Pembungkaman ala Rezim Represif Anti Islam
Politikus sekaligus musisi, Ahmad Dhani, akhirnya ditetapkan sebagai tersangka dan menjadi pesakitan 1,5 tahun kedepan. Sosoknya yang belakangan aktif dan vokal terhadap kebijakan dan tindakan oknum anarkis berkedok Pancasila dan cinta NKRI, seolah membuat geram pihak yang merasa terganggu karena ulahnya.
Kasus Ahmad Dhani yang akhirnya jadi tersangka ini sebetulnya bukan kali pertama. Hampir 11 kali Ahmad Dhani terjerat kasus hukum. Namun, kasus vlog “idiot” inilah yang akhirnya membawanya ke meja hijau. Dhani terbukti bersalah telah membuat ujaran kebencian lewat akun pribadinya hingga ramai diperbincangkan di dunia maya.
Kasus penahanan terhadap Ahmad Dhani tentu bukan tanpa alasan.

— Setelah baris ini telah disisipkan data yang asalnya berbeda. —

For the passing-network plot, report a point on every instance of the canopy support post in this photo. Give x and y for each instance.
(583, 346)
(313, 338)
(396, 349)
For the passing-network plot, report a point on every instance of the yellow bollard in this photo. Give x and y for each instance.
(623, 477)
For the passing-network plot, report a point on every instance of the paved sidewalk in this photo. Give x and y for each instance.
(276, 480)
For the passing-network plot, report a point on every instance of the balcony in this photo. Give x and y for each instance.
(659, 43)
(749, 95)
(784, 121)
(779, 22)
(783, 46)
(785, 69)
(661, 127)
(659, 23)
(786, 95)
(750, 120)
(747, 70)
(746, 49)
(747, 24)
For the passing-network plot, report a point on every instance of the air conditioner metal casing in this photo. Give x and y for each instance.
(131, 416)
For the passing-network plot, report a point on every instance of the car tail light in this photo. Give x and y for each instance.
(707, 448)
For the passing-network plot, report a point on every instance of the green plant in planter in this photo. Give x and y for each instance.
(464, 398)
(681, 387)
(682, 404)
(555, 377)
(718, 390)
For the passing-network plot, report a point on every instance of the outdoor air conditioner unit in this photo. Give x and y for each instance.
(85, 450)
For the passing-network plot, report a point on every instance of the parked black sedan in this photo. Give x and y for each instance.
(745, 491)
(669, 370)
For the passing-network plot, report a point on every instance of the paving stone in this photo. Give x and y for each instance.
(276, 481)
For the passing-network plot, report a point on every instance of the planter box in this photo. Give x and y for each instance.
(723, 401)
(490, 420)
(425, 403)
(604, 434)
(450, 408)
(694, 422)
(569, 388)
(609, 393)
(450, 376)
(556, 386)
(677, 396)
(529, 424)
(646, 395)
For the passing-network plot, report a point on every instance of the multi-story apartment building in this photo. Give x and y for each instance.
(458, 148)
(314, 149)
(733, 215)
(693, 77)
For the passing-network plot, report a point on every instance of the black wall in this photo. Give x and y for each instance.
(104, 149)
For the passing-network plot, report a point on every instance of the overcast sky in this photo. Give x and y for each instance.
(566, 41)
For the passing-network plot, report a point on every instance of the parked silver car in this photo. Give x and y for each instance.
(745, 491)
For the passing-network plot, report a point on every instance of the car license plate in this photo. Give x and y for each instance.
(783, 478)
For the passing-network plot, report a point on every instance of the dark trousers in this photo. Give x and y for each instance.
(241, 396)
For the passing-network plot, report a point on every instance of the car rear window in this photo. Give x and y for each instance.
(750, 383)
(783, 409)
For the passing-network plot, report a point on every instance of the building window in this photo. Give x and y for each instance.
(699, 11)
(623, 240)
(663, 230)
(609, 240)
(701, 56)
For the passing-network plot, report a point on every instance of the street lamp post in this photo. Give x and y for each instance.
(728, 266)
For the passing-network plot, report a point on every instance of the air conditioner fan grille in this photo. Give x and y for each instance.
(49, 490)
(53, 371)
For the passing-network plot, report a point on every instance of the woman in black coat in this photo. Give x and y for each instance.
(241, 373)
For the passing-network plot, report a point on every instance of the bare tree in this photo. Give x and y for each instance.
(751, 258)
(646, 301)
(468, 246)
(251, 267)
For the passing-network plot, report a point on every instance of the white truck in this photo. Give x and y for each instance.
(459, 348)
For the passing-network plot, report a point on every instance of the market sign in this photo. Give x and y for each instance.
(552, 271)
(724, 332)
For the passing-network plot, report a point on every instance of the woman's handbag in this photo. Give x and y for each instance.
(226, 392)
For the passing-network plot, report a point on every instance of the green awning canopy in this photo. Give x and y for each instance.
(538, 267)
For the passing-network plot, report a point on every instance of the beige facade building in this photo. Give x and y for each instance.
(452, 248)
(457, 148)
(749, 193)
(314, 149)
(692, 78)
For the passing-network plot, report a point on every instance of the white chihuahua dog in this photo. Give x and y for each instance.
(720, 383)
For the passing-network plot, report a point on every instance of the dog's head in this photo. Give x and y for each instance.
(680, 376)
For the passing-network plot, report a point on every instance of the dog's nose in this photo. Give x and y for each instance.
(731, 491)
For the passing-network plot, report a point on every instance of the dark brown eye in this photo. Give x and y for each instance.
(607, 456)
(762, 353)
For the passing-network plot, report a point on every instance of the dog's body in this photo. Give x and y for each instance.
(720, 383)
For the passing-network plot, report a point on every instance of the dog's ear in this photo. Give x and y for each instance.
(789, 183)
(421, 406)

Dugaan yang mengarah adanya motif politis sah-sah saja terjadi di negeri ini. Politik kotor dengan upaya licik bukan hal yang asing di hadapan warga Indonesia. Alam Pilpres yang semakin dekat, suasana politik yang terus menghangat, pastinya suara-suara sumbang menjatuhkan lawan sangat di waspadai. Tuduhan “ujaran kebencian” yang disangkakan seakan alat peredam untuk memuluskan kubu politik tertentu melenggang tanpa hambatan.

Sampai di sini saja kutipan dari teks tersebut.